# Breakfast sausage grilling or smoking tips needed



## motorcitykid

Was wondering how to grill or smoke breakfast sausage.  Jimmy Deans or similar product that you cut up after taking out of the package.

Thanks in advance for the tips,

Steve


----------



## indyadmin1974

Start here:
http://www.smokingmeatforums.com/for...play.php?f=175

This section of the forum has all kinds of posts on smoking fatties (breakfast chubs).

They are so versatile you can do whatever comes to mind.


----------



## mballi3011

You mean there's someone who hasn't hear of the fattie.

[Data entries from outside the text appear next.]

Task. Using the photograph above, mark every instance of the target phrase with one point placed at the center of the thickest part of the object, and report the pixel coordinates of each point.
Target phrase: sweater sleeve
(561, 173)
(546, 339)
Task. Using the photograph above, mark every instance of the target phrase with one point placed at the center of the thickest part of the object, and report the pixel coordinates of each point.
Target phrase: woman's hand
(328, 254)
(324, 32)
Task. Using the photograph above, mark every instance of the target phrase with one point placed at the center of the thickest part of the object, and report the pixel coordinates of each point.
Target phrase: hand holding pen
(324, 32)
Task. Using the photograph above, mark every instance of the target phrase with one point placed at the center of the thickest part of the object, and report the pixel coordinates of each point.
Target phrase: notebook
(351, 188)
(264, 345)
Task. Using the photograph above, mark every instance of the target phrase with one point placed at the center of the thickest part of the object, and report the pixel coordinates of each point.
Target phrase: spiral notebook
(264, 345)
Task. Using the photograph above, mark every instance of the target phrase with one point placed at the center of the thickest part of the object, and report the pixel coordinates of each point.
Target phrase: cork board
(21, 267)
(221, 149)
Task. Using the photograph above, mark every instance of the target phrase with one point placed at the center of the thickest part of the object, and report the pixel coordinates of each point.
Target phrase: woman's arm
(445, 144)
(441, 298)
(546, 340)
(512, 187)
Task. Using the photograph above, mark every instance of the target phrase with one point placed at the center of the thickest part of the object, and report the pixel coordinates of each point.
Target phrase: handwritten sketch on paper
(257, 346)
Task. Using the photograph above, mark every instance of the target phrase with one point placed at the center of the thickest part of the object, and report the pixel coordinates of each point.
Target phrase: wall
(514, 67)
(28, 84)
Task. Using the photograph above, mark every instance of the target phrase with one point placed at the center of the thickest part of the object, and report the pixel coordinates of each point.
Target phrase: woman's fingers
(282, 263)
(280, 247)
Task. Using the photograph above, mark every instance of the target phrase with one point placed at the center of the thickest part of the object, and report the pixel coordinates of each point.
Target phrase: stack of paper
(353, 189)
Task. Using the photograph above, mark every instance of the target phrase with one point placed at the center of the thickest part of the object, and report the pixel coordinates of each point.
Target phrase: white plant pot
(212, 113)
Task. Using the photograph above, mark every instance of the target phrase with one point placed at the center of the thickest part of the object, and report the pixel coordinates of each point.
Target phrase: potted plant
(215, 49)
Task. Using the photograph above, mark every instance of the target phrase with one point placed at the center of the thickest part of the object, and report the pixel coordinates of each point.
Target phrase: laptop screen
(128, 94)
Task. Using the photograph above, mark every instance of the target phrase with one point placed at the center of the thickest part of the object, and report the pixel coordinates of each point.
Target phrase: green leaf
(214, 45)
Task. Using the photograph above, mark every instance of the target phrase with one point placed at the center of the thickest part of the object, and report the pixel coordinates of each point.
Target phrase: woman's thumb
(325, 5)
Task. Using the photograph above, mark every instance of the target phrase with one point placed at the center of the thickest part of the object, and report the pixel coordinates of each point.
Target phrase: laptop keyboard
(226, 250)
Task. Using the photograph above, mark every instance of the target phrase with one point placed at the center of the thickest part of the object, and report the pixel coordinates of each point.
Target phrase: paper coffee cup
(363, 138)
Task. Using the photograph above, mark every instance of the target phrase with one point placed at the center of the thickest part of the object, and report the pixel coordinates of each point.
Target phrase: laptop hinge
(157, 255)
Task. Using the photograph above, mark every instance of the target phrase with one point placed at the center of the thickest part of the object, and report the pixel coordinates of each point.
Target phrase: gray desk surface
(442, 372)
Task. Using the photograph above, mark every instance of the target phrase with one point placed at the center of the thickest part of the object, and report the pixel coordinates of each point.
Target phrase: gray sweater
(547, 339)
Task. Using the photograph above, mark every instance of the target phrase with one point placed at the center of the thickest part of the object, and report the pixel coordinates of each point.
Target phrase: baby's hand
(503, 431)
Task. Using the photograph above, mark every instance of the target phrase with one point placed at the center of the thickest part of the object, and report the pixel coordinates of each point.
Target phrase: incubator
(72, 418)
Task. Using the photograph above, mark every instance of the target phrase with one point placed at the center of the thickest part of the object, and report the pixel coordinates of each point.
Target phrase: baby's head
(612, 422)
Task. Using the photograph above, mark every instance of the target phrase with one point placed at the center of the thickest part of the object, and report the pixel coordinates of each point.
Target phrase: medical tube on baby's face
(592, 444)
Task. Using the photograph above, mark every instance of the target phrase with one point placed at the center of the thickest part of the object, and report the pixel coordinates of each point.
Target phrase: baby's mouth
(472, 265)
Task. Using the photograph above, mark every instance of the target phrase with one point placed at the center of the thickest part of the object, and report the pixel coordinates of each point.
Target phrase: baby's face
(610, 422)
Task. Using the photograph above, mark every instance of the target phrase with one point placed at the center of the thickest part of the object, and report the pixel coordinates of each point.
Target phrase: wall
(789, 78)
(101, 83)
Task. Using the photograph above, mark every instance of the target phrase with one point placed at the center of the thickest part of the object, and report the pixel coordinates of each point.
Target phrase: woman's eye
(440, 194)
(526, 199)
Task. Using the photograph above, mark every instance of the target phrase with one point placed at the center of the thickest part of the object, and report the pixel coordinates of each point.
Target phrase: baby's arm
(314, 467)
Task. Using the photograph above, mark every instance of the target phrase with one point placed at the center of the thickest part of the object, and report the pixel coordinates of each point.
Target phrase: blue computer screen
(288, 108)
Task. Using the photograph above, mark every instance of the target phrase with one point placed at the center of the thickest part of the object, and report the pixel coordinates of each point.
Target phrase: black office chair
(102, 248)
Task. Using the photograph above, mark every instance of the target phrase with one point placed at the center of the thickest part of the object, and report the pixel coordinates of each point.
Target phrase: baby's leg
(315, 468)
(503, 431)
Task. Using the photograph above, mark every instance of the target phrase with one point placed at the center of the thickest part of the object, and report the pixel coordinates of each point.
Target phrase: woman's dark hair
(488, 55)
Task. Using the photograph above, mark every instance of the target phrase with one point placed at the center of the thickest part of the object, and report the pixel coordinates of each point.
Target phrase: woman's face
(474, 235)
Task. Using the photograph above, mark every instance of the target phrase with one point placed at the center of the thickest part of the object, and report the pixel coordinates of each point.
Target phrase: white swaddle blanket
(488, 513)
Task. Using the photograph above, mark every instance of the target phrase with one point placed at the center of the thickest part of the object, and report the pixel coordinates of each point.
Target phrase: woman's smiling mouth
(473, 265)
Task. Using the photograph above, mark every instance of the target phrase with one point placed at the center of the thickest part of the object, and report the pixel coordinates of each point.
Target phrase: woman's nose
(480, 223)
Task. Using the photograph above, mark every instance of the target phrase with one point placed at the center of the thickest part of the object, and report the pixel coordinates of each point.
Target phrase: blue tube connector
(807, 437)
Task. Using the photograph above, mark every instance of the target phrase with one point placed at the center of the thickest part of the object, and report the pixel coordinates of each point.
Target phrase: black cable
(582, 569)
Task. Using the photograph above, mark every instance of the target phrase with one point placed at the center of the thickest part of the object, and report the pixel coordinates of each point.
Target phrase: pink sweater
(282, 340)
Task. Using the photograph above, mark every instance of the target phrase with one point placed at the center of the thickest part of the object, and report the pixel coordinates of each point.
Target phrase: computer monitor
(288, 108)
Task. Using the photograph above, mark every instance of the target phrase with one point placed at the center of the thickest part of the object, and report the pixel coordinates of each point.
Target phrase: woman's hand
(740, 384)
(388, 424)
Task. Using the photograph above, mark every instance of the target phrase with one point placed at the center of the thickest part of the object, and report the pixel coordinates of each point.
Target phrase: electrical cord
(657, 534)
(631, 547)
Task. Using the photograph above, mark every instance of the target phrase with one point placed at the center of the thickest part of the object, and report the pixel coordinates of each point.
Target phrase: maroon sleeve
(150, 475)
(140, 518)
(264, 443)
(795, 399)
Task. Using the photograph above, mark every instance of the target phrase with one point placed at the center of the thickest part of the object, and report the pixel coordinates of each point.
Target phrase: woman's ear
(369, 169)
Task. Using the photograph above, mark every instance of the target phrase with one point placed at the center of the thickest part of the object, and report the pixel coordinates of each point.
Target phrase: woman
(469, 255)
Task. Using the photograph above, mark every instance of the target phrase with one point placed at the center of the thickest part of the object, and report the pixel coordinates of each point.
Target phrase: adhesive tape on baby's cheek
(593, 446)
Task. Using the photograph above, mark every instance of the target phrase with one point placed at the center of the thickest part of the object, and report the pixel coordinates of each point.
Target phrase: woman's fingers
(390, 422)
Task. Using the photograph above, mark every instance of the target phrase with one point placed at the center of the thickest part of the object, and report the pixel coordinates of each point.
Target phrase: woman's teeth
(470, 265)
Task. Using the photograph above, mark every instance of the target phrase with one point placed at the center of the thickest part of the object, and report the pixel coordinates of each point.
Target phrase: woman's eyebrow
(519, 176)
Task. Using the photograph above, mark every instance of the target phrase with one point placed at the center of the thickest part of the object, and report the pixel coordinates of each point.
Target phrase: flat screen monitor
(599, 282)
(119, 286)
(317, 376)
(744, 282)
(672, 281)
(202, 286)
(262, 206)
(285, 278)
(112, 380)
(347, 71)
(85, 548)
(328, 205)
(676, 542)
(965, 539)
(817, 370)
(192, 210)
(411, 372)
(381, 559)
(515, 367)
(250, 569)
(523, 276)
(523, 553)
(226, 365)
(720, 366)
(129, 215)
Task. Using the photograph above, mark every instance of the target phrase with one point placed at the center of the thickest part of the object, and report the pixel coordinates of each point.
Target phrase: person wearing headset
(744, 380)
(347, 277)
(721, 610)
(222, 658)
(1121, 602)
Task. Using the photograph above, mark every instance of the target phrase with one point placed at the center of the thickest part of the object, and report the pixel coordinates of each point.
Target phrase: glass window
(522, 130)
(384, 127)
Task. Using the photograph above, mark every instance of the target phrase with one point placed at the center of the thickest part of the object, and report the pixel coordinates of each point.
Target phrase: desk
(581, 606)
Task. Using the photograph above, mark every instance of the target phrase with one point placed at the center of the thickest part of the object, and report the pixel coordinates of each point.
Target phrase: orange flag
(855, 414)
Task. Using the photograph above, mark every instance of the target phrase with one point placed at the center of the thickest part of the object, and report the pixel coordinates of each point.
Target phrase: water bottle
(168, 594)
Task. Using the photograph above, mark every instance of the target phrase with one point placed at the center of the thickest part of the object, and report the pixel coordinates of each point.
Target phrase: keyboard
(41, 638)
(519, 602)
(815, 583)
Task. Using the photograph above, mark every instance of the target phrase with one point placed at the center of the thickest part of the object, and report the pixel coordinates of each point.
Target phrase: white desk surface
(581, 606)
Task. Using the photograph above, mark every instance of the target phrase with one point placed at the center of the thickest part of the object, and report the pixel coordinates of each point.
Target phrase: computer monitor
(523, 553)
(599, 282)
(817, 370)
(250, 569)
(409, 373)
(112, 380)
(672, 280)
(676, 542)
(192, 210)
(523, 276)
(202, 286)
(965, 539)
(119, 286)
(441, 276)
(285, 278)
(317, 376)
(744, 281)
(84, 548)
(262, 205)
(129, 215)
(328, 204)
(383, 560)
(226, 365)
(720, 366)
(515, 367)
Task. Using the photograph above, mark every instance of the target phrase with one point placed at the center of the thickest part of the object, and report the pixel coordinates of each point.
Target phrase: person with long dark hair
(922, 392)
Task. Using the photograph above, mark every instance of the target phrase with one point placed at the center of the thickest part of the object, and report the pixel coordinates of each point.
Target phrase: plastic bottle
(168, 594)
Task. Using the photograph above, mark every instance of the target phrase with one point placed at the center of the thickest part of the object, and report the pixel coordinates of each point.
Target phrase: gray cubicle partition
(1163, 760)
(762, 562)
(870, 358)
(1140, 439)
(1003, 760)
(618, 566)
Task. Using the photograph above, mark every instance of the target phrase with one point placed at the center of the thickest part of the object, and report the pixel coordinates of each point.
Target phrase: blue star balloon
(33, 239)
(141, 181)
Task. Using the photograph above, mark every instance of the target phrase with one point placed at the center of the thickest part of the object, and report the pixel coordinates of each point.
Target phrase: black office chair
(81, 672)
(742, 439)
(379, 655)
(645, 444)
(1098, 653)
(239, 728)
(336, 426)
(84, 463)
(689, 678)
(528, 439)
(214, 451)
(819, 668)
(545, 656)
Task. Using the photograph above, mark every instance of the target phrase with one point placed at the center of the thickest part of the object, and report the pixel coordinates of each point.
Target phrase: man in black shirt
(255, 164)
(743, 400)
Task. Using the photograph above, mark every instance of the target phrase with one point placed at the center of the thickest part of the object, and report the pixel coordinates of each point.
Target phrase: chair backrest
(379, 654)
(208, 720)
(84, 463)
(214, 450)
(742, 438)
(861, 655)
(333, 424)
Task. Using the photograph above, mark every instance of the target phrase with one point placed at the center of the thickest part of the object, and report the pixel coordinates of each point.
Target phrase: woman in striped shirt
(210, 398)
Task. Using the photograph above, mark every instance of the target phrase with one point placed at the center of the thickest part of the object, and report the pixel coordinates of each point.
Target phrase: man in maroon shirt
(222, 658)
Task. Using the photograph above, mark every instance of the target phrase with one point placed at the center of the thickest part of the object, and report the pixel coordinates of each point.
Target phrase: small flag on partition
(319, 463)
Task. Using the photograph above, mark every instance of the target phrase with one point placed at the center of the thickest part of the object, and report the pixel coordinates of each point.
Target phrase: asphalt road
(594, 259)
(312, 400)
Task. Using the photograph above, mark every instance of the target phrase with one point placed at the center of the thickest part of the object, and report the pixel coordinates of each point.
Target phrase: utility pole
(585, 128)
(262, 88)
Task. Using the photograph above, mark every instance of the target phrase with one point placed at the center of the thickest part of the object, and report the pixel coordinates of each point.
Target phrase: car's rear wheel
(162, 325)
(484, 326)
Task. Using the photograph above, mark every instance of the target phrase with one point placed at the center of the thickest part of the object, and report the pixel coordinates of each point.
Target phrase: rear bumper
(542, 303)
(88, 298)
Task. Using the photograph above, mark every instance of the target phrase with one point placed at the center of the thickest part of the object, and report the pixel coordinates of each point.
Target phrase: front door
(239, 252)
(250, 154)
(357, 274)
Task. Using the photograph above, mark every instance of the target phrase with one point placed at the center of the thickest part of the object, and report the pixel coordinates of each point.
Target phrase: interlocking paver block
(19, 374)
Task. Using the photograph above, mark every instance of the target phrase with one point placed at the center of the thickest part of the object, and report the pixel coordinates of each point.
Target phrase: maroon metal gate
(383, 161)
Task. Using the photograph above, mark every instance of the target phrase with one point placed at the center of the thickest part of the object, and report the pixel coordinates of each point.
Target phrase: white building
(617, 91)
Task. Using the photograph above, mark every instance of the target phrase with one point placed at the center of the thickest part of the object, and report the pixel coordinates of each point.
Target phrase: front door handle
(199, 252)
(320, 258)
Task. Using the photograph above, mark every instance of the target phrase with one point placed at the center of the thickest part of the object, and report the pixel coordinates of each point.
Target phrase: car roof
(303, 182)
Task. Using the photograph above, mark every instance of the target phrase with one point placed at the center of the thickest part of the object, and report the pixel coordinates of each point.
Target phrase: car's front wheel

Yes my son read on and believe me you will thank this site for a really long time. The fattie is one of the 9 wonders of the world ain't it ?


----------



## fire it up

You are in for a real treat Steve.
Fatties are, well, they are the bee's knees.
Absolutely amazing.
Follow the link and read through, it will give you lots of advice/ideas.
Stuff 'em, don't stuff 'em.  Rub 'em or not, bacon wrapped or not, anything you like, smoke 'em up and you are guaranteed one delicious snack.


----------



## the dude abides

Hey MotorCity, check out the top post in this room.  It's a "sticky" called the "Springtime Fatty Throwdown".  That's a great condensed area to start looking.  Many of them have links included that show you the process of how they were made.

There's virtually no end to what can be done with a chub of breakfast sausage.  As you'll see.


----------



## bbq engineer

Ya might want to start out simple, and do a naked Fattie! 
	

	
	
		
		



		
			






Unwrap that Chub of Jimmy Dean and put it in the smoker with some apple or cherry wood.  When it is 160-165, pull it out, let it rest a bit, and slice off a hunk to savor.  It is one of my favorite things.  After you start to get your feet under you, start stuffing them, then add a bacon weave, etc., etc., etc.  The fattie throwdown was full of ideas and the possibilities are endless.  You are gonna love them!


----------